Despite the success of his first American film, Fury (1936), Lang experienced some of the classic difficulties of European directors in Hollywood. Nevertheless he managed to build up a substantial career in America, working in different studios and genres, usually against established conventions. This is most noticeable in his westerns: The Return of Frank James (1940), Western Union (1941) and especially Rancho Notorious (1952, with Marlene Dietrich). He also contributed to the costume drama (Moonfleet, 1955) and the war film (American Guerrilla in the Philippines, 1950). His American career, however, is distinguished by his mastery of film noir, with films such as Secret Beyond the Door… (1948; his most underrated American film), The Blue Gardenia (1953), The Big Heat (1953) and the astonishingly Pirandellian Beyond a Reasonable Doubt (1956).

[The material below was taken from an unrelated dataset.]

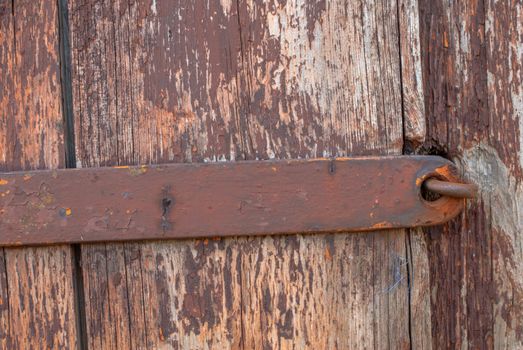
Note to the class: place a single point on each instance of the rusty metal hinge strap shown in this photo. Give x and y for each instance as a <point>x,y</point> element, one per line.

In 1958 Arthur Brauner invited Lang back to Germany to direct Der Tiger von Eschnapur / The Tiger of Bengal and Das indische Grabmal / The Indian Tomb (1959). Lang accepted, not least because he and von Harbou had written the script in 1920 for Joe May, who, breaking their agreement, had directed it himself. Another return to his earlier work, Die Tausend Augen des Dr. Mabuse / The Thousand Eyes of Dr. Mabuse (1960), concluded his work, although his final film gesture was to appear, as himself, in Jean-Luc Godard’s Le Mépris / Contempt (1963).